Seven wrong out of twenty four. That works out to a 70, if this were an exam—solid D work (not much worse than my work in high school—so I can't poke too much fun.) Maybe they can just re-title the graphic. How's this for an alternate:
24 Things You Didn't Know About Beer although 7 Aren't Really True, but 24 Sounds Better Than 17.


  1. These days 70% gets you a first class degree at most universities, which ain't too shabby. But, yeah, that's pretty poor going from Huffington

    1. 70%!? But I worked so hard to get into... Oh, who am I kidding.

  2. ON #8, I read this weekend in the Montreal Gazette how brandy was created because wine was not enduring the new longer sailing trips the Dutch in the 1300s and 1400s were able to make. This is in line with the connection between England and the development of port and sherry as a means to make the stuff get to its intended destination. So, it is not entirely far fetched as, based in large part by the Baltic trade of the 1700s, it was the case that strong drink was known to travel better than weak drink. But, yes, that connection to India Pale Ale has never been made that I have seen... unless there was general shipping awareness.

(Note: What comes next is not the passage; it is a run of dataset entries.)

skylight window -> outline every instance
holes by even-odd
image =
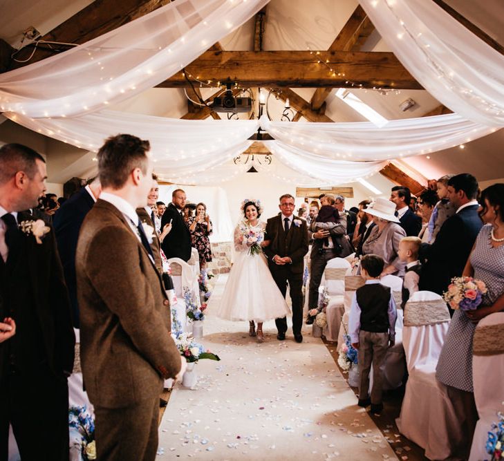
[[[353,93],[350,93],[348,90],[344,88],[340,88],[337,92],[336,95],[353,109],[357,111],[361,115],[366,118],[371,123],[373,123],[378,128],[384,126],[389,120],[384,117],[380,115],[375,109],[368,106],[365,102],[359,99]]]

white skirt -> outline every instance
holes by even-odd
[[[222,297],[214,302],[218,303],[214,306],[216,315],[225,320],[263,322],[290,314],[264,255],[250,256],[247,251],[236,255]]]

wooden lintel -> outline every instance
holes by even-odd
[[[431,111],[429,111],[427,113],[424,113],[422,117],[431,117],[433,115],[444,115],[447,113],[453,113],[453,111],[449,109],[446,106],[441,104],[435,107]]]
[[[374,26],[362,7],[358,5],[329,47],[329,51],[360,51],[373,30]],[[310,102],[312,109],[319,109],[332,90],[332,88],[317,88]]]
[[[245,88],[351,88],[353,84],[363,88],[422,89],[391,53],[321,51],[321,54],[328,59],[335,75],[317,63],[315,51],[206,51],[185,68],[203,80],[230,80]],[[177,88],[187,84],[178,72],[158,86]]]
[[[488,34],[480,29],[477,26],[473,24],[469,19],[465,18],[459,12],[454,10],[449,5],[447,4],[443,0],[433,0],[434,3],[440,8],[442,8],[451,17],[460,22],[464,27],[470,30],[476,37],[481,39],[485,44],[489,45],[496,51],[501,55],[504,55],[504,46],[501,45],[496,40],[492,38]]]
[[[348,198],[353,198],[353,187],[326,187],[319,189],[317,187],[296,187],[296,197],[309,197],[310,198],[318,198],[322,194],[339,194]]]
[[[406,186],[411,191],[411,194],[416,196],[425,190],[427,185],[422,185],[418,181],[406,174],[402,169],[396,167],[393,163],[389,163],[380,170],[385,178],[390,180],[398,186]]]
[[[322,111],[314,111],[308,101],[306,101],[290,88],[277,88],[274,89],[275,93],[282,101],[285,102],[288,98],[290,106],[297,111],[297,113],[300,113],[308,122],[334,122],[333,119],[322,113]],[[323,109],[325,109],[325,106],[323,106]]]

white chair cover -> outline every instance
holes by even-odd
[[[485,449],[492,423],[498,422],[496,412],[504,402],[504,312],[482,319],[473,341],[472,379],[478,415],[469,461],[488,459]]]
[[[446,387],[436,378],[449,321],[446,303],[436,293],[417,292],[404,307],[402,340],[409,377],[395,422],[400,432],[424,449],[430,460],[450,456],[462,437]]]
[[[345,312],[345,276],[350,274],[352,266],[343,258],[333,258],[328,261],[324,271],[321,286],[324,283],[329,293],[329,303],[326,308],[327,326],[324,335],[328,341],[338,340],[342,317]]]

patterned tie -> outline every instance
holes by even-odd
[[[140,220],[140,218],[138,218],[138,225],[137,225],[136,228],[138,229],[138,234],[140,234],[140,241],[142,241],[142,245],[144,245],[144,247],[145,250],[147,250],[147,252],[149,254],[151,255],[152,257],[152,259],[153,261],[154,259],[154,255],[152,253],[152,249],[151,248],[151,245],[149,243],[149,239],[147,238],[147,236],[145,235],[145,232],[144,231],[144,227],[142,225],[142,222]]]

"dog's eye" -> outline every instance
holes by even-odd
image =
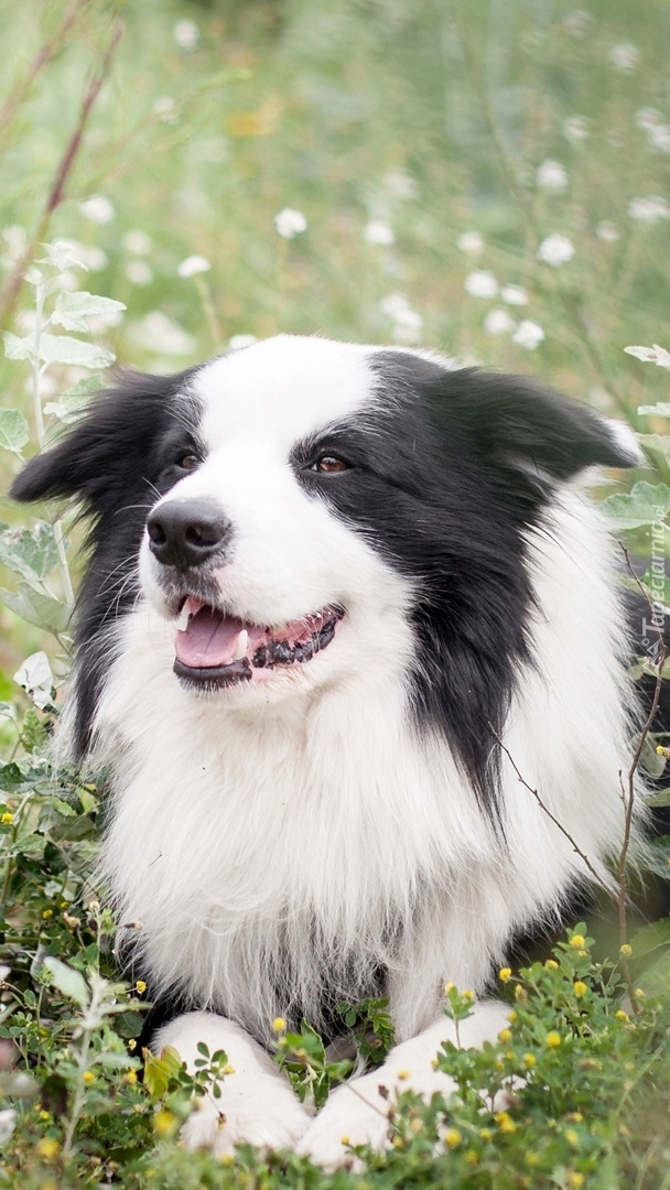
[[[338,471],[349,471],[349,463],[337,455],[321,455],[309,466],[311,471],[319,471],[321,475],[337,475]]]
[[[182,471],[195,471],[195,468],[200,466],[200,459],[192,451],[184,451],[183,455],[177,455],[176,464]]]

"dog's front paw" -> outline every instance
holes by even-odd
[[[230,1075],[221,1096],[198,1100],[181,1135],[188,1150],[208,1148],[217,1157],[232,1153],[236,1145],[257,1148],[294,1148],[312,1117],[289,1086],[234,1086]]]
[[[349,1146],[369,1145],[377,1152],[389,1147],[393,1129],[389,1106],[381,1073],[345,1083],[311,1123],[298,1152],[325,1170],[332,1171],[340,1165],[357,1170],[361,1163]]]

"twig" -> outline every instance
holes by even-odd
[[[86,126],[90,118],[90,113],[93,111],[95,101],[102,88],[102,84],[109,73],[112,58],[114,56],[114,51],[117,49],[117,45],[119,44],[121,35],[123,35],[123,26],[119,23],[117,23],[117,25],[114,25],[109,44],[102,56],[100,69],[90,81],[88,90],[83,96],[79,113],[77,125],[68,144],[65,145],[65,150],[56,168],[51,188],[49,190],[49,196],[44,205],[44,211],[42,212],[37,231],[32,236],[25,251],[21,253],[20,259],[17,261],[7,280],[5,289],[0,295],[0,325],[5,326],[7,325],[7,322],[11,321],[14,307],[17,305],[21,290],[21,284],[26,269],[29,268],[35,256],[37,245],[48,238],[49,225],[51,223],[51,219],[54,218],[55,212],[58,209],[58,207],[61,206],[61,203],[65,198],[65,186],[73,171],[73,167],[79,156],[79,152],[81,150],[83,134],[86,132]]]
[[[493,724],[489,722],[488,724],[488,728],[489,728],[489,731],[490,731],[494,740],[496,741],[497,746],[505,752],[507,759],[509,760],[509,764],[512,765],[512,768],[514,769],[514,772],[516,774],[516,777],[519,778],[519,781],[524,785],[524,789],[527,789],[528,793],[533,795],[533,797],[536,798],[536,801],[537,801],[538,806],[540,807],[540,809],[544,810],[544,813],[546,814],[546,816],[549,819],[551,819],[551,821],[553,822],[553,825],[557,826],[558,829],[561,831],[561,833],[568,839],[568,843],[571,845],[572,850],[577,853],[577,856],[580,857],[580,859],[582,860],[582,863],[584,864],[584,866],[591,873],[594,881],[596,881],[596,883],[600,884],[601,889],[605,889],[606,892],[610,892],[610,889],[608,888],[607,883],[603,881],[603,878],[600,875],[600,872],[594,868],[594,865],[591,864],[591,862],[590,862],[589,857],[586,854],[586,852],[583,852],[582,848],[578,846],[578,844],[575,843],[575,839],[572,838],[572,835],[570,834],[570,832],[565,829],[565,827],[563,826],[562,822],[558,821],[558,819],[556,818],[556,815],[551,813],[549,806],[545,802],[543,802],[543,800],[541,800],[538,790],[533,789],[533,787],[531,784],[528,784],[528,782],[526,781],[526,778],[519,771],[519,768],[518,768],[518,765],[516,765],[516,763],[514,760],[514,757],[512,756],[509,749],[506,747],[506,745],[502,743],[502,740],[501,740],[500,735],[497,734],[497,732],[496,732],[495,727],[493,726]]]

  3. In the case of pale ale—or what was to become IPA—I think it was more important that the beer be fully attenuated rather than strong—or even heavily hopped for that matter—when it came to long trips abroad. A strong beer, even one 9 to 10%, that still has active yeast in it, is going to go bad far quicker than beer that doesn't.

  4. You know, with all respect to Pete Brown, "they" should send casks of various sorts of beer in various sorts of containers to India with probes and other sensing devices hooked up to a satellite link to settle this once and for all.

  5. A while back Martyn did an experiment of bottle conditioning two of the same beers. One in Abu Dhabi heat and one back in England—with interesting results.